EDUCATOR AND leadership trainer Rosemary Campbell-Stephens has just celebrated being recognised for her outstanding career which has spanned more than three decades and inspired several generations to learn, lead and teach.
And what has taken this wise, but very unassuming woman by surprise is how pleased she’s been to be offered the honour of an MBE in recognition of her services to education.
“It’s been incredibly humbling that peers, colleagues and friends put me forward,” smiled Rosemary, who admitted she had no intention of refusing it because she feels it’s in recognition of her life’s work, which from the start has been about speaking the truth in the world of education.
“It was an unexpected surprise to receive the letter from the Cabinet Office, but what meant even more to me was the letter from the Secretary of State for Education, recognising my contribution to education,” she said.
Rosemary is an independent consultant trainer who is also a Visiting Fellow with the University of London’s Department of Education. She’s been an OFSTED inspector, head teacher, deputy head and conference speaker in all parts of the world, but when you ask about her career highlights she goes right back to the beginning.
“Running a supplementary school in Lozells, Birmingham for ten years during the 1980s has to be one of the periods of my life of which I’m most proud,” she said.
“At its height we had well over 200 children from the ages of three and a half to 17 and 18 aiming for university. We could have taken a lot more but we simply couldn’t afford to hire the classroom space!
“It was at a time when African Caribbean parents wanted their children to have a strong sense of their own identity and culture as part of a high quality educational entitlement.
“I remember we had an incredible variety of children attending.
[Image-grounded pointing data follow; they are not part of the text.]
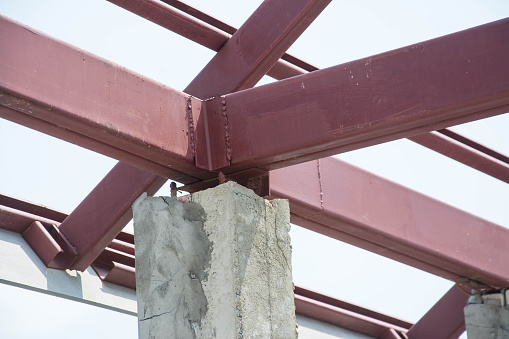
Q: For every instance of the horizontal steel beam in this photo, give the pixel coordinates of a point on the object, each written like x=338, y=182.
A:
x=253, y=49
x=343, y=318
x=346, y=203
x=431, y=85
x=198, y=30
x=192, y=30
x=54, y=86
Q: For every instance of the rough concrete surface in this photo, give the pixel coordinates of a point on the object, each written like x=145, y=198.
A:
x=217, y=266
x=487, y=316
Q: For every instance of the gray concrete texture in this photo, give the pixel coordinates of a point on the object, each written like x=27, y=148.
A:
x=215, y=266
x=487, y=316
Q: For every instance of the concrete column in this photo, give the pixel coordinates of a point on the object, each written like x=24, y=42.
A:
x=216, y=266
x=487, y=316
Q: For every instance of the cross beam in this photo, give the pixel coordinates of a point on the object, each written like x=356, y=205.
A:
x=431, y=85
x=344, y=202
x=177, y=119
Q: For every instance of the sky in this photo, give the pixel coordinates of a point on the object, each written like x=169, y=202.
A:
x=48, y=171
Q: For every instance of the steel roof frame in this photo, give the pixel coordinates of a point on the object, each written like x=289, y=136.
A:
x=472, y=105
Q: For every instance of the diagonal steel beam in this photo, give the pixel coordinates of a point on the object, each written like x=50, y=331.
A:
x=263, y=38
x=74, y=228
x=445, y=320
x=467, y=152
x=110, y=109
x=346, y=203
x=199, y=30
x=431, y=85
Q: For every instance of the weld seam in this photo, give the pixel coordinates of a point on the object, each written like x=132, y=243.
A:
x=227, y=131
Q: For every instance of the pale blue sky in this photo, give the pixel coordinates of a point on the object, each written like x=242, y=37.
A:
x=45, y=170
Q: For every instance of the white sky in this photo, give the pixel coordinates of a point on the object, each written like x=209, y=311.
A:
x=45, y=170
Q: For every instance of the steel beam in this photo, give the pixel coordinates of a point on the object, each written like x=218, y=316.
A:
x=343, y=318
x=445, y=320
x=431, y=85
x=201, y=31
x=105, y=211
x=261, y=41
x=181, y=24
x=344, y=202
x=116, y=108
x=467, y=152
x=90, y=244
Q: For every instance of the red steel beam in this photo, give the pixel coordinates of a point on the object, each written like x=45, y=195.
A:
x=261, y=40
x=231, y=30
x=461, y=151
x=445, y=320
x=109, y=104
x=343, y=318
x=195, y=30
x=351, y=307
x=431, y=85
x=346, y=203
x=105, y=211
x=113, y=195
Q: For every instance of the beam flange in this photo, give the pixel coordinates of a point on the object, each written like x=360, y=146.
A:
x=445, y=320
x=431, y=85
x=467, y=152
x=109, y=104
x=344, y=202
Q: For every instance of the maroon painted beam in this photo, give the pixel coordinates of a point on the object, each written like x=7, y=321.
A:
x=195, y=30
x=431, y=85
x=108, y=108
x=207, y=36
x=346, y=203
x=467, y=152
x=261, y=40
x=343, y=318
x=351, y=307
x=109, y=204
x=445, y=320
x=231, y=30
x=29, y=207
x=113, y=195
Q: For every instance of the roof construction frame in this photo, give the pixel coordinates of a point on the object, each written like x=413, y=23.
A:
x=202, y=137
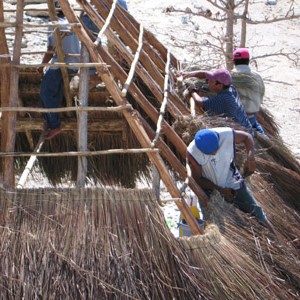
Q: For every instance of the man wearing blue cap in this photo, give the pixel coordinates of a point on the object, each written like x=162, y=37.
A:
x=211, y=156
x=225, y=101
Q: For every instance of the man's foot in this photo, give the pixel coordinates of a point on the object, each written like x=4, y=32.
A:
x=52, y=133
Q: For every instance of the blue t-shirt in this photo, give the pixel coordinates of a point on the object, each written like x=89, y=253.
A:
x=228, y=104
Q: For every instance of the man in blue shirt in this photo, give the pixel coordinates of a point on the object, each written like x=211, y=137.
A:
x=225, y=101
x=52, y=88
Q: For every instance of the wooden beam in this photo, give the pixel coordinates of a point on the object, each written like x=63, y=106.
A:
x=8, y=171
x=133, y=65
x=30, y=163
x=133, y=121
x=152, y=59
x=60, y=55
x=4, y=95
x=82, y=125
x=100, y=125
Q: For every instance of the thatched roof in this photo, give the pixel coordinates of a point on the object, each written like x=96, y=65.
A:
x=123, y=249
x=114, y=244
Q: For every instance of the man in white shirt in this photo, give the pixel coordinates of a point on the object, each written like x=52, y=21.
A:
x=211, y=156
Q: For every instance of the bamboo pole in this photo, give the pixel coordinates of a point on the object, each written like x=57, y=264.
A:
x=67, y=109
x=60, y=55
x=133, y=121
x=30, y=164
x=192, y=107
x=58, y=64
x=82, y=127
x=106, y=24
x=123, y=24
x=103, y=125
x=164, y=103
x=134, y=63
x=80, y=153
x=147, y=71
x=8, y=171
x=144, y=103
x=177, y=165
x=37, y=25
x=5, y=99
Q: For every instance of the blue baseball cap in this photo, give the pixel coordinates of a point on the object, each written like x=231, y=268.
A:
x=207, y=141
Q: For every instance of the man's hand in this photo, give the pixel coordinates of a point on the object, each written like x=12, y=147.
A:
x=228, y=194
x=249, y=168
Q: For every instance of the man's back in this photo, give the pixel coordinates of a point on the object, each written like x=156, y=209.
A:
x=251, y=89
x=228, y=104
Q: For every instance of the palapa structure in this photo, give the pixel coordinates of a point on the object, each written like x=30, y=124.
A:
x=113, y=243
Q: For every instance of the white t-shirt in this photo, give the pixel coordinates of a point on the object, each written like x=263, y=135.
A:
x=70, y=44
x=219, y=168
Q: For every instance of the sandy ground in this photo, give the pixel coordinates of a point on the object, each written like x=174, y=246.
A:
x=281, y=76
x=183, y=34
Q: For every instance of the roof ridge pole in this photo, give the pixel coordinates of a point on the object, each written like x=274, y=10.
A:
x=8, y=171
x=133, y=121
x=168, y=130
x=148, y=70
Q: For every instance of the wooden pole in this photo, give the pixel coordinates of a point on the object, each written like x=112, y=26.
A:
x=30, y=163
x=147, y=71
x=134, y=63
x=153, y=54
x=133, y=121
x=60, y=55
x=106, y=24
x=168, y=130
x=7, y=162
x=82, y=127
x=8, y=171
x=164, y=103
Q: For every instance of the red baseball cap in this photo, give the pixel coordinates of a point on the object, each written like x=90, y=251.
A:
x=241, y=53
x=221, y=75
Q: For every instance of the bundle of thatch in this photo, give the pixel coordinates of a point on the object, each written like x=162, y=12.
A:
x=114, y=169
x=92, y=244
x=122, y=249
x=275, y=162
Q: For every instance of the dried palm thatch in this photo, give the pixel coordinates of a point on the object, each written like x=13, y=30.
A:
x=115, y=169
x=279, y=259
x=121, y=249
x=275, y=161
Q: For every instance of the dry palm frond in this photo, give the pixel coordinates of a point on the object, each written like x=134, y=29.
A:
x=116, y=169
x=114, y=244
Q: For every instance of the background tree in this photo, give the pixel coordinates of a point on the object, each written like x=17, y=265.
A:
x=233, y=17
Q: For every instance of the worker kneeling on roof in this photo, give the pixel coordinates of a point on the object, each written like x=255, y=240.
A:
x=211, y=156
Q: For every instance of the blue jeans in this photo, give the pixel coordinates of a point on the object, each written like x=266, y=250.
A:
x=52, y=94
x=256, y=125
x=245, y=201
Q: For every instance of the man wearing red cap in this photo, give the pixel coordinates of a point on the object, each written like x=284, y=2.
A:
x=252, y=93
x=225, y=101
x=211, y=156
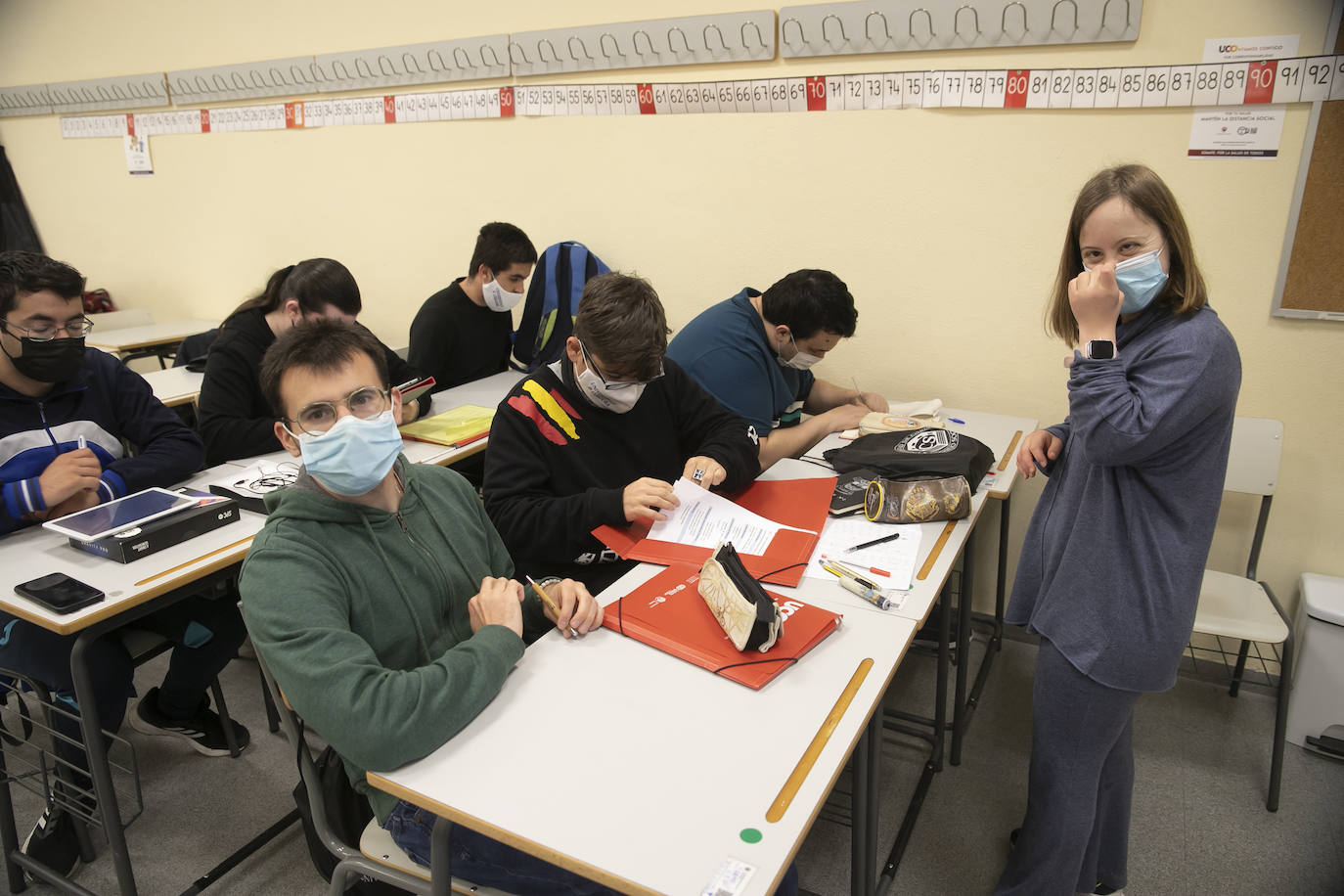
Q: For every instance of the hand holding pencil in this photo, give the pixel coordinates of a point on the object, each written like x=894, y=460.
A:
x=570, y=606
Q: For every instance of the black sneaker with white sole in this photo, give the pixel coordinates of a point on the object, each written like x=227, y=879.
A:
x=54, y=842
x=204, y=731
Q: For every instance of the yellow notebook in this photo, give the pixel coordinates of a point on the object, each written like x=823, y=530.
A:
x=457, y=426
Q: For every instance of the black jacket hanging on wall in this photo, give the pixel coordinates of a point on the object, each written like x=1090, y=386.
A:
x=17, y=227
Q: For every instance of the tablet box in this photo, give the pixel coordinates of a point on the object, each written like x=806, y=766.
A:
x=167, y=531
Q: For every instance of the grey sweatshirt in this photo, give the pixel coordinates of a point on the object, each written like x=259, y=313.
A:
x=1114, y=555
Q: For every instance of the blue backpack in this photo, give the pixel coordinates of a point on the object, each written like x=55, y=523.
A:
x=553, y=298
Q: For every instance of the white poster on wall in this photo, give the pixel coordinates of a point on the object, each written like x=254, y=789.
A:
x=1245, y=130
x=137, y=155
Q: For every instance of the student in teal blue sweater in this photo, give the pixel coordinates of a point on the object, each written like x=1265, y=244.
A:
x=1113, y=560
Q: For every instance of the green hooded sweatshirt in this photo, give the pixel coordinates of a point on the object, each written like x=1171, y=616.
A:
x=362, y=617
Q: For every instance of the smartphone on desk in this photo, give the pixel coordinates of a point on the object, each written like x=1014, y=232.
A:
x=60, y=593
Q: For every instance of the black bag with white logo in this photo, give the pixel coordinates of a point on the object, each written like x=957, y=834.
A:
x=927, y=453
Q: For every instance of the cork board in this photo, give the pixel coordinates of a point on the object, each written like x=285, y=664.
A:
x=1314, y=283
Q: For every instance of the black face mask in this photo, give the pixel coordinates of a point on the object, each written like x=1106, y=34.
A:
x=49, y=362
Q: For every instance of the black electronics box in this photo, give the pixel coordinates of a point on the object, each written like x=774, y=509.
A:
x=167, y=531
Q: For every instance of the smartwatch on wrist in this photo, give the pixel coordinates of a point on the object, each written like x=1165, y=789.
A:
x=1099, y=349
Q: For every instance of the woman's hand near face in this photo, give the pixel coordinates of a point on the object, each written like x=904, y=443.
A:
x=1096, y=298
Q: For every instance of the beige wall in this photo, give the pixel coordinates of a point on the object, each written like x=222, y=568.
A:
x=946, y=225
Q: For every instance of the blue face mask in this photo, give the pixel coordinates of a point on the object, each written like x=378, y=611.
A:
x=354, y=456
x=1140, y=280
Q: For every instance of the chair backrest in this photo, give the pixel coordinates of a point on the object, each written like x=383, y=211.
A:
x=1253, y=463
x=121, y=320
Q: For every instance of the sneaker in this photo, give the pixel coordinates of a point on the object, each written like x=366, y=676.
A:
x=53, y=841
x=203, y=731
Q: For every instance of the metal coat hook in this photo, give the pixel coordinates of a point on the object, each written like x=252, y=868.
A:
x=1053, y=11
x=910, y=23
x=615, y=43
x=704, y=36
x=568, y=45
x=1003, y=19
x=886, y=27
x=686, y=45
x=956, y=18
x=827, y=18
x=635, y=40
x=742, y=32
x=1105, y=8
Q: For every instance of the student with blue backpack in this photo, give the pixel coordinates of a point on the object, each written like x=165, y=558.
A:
x=466, y=331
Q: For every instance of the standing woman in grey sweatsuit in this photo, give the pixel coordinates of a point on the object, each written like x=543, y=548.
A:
x=1111, y=563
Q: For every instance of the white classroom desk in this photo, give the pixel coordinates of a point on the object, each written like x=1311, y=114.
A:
x=175, y=384
x=148, y=336
x=132, y=590
x=685, y=762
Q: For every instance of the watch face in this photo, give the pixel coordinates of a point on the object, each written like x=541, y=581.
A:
x=1100, y=349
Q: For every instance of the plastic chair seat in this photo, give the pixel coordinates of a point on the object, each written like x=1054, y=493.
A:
x=377, y=844
x=1236, y=607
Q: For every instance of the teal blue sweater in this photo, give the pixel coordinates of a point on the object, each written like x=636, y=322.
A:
x=362, y=617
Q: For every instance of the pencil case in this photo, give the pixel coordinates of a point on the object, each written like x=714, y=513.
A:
x=917, y=500
x=747, y=614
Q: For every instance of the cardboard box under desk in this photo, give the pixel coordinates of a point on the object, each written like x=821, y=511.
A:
x=164, y=532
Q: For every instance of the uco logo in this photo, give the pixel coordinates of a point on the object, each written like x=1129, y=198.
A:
x=929, y=442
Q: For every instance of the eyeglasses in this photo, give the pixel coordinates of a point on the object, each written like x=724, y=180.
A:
x=365, y=403
x=609, y=385
x=46, y=331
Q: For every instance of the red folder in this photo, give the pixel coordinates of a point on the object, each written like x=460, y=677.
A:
x=800, y=503
x=668, y=612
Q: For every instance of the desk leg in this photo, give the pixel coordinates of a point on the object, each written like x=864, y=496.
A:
x=934, y=765
x=98, y=769
x=439, y=859
x=863, y=810
x=959, y=707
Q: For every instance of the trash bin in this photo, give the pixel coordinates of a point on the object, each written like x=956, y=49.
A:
x=1318, y=702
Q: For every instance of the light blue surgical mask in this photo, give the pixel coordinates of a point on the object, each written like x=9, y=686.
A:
x=1140, y=280
x=354, y=456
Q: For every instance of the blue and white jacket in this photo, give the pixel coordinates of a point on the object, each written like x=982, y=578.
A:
x=107, y=403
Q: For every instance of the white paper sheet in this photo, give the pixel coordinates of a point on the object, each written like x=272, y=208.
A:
x=704, y=518
x=898, y=558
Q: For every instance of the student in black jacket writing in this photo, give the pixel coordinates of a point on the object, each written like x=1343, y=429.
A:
x=597, y=438
x=236, y=421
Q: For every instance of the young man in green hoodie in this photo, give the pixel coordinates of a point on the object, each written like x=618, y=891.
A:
x=381, y=596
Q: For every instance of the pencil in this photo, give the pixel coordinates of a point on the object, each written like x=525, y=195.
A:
x=549, y=602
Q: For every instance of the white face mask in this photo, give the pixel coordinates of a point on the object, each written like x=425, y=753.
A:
x=498, y=298
x=617, y=400
x=800, y=360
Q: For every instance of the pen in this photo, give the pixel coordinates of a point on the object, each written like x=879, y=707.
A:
x=869, y=544
x=549, y=602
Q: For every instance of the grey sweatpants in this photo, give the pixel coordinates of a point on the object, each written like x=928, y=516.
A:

I honed my craft as a teacher in those classrooms.
“Some students were from grammar schools, some from comprehensives, while others had been excluded, but all of these children’s parents were conscious Caribbeans who defied the prevailing narrative at the time about failing Caribbean heritage students in the British schooling system.
“They wanted their children to have a positive experience of being black through their educational experience, not in spite of it, and they were not getting this in mainstream education.
“But it really hit home when I was offered the MBE how some of those former Saturday school students and others I had taught in mainstream, got in touch to congratulate me.
“So many had gone on to be teachers themselves or were in other ways exemplary contributors to their families, communities and society as a whole. Having not had any children myself, that, I feel, is my legacy.”
There’s no doubt that Rosemary has played her part in helping to increase the number of black school leaders in the UK.
In 2003, she developed Investing in Diversity (IiD) a leadership preparation programme for the London Centre for Leadership in Learning, Institute of Education, in the then University of London.
In 2009 the programme went international and was launched in Toronto, Canada. It is for this groundbreaking programme that she was awarded a visiting fellowship from this leading university.
Mary Gordon, a Birmingham-based teacher who recently completed an Authentic Leaders teaching course delivered by Rosemary, spoke to The Voice on behalf of many colleagues who’d encountered Rosemary’s teaching.
Mary, who has just been offered an assistant head teacher’s post which she believes she secured after being inspired by the course, said: “Rosemary is truly inspirational because she motivates us and equips us with the right tools, so we in turn can motivate others in a very positive ripple effect.
“With Rosemary it is always about others. She teaches us how to be reflective and adaptable in the different kinds of situations we face.
“Most importantly she teaches us to be authentic; to have qualities and standards that are non-negotiable in the world of teaching.”
Life is now about to come full circle for Handsworth-born Rosemary who is returning to her parent’s Jamaican roots to make a new life in the western parish of Hanover later this year.
But it won’t be a case of putting her feet up, as she is already making plans to support one of her biggest mentors Elaine Foster-Allen, who is now Jamaica’s Permanent Secretary in the Ministry of Education.
“It’s something that my husband and I have been planning for a while and there is already a bit of a Campbell clan, my two older siblings, who have returned to live in our beloved JA,” explains Rosemary, whose husband William Stephens has just retired after a long career in the Probation Service.
“But we won’t be cutting our ties with Birmingham or the UK because we both still have close family here including my blessed mum, who is 89, and my youngest sister.
“I shall be coming backwards and forth for all kinds of things including the investiture for the MBE at Buckingham Palace, the precise date of which I have not yet received. I’m just going to try to slow down the pace a little.”
But for anyone who knows Rosemary, we all know there will be no slowing down.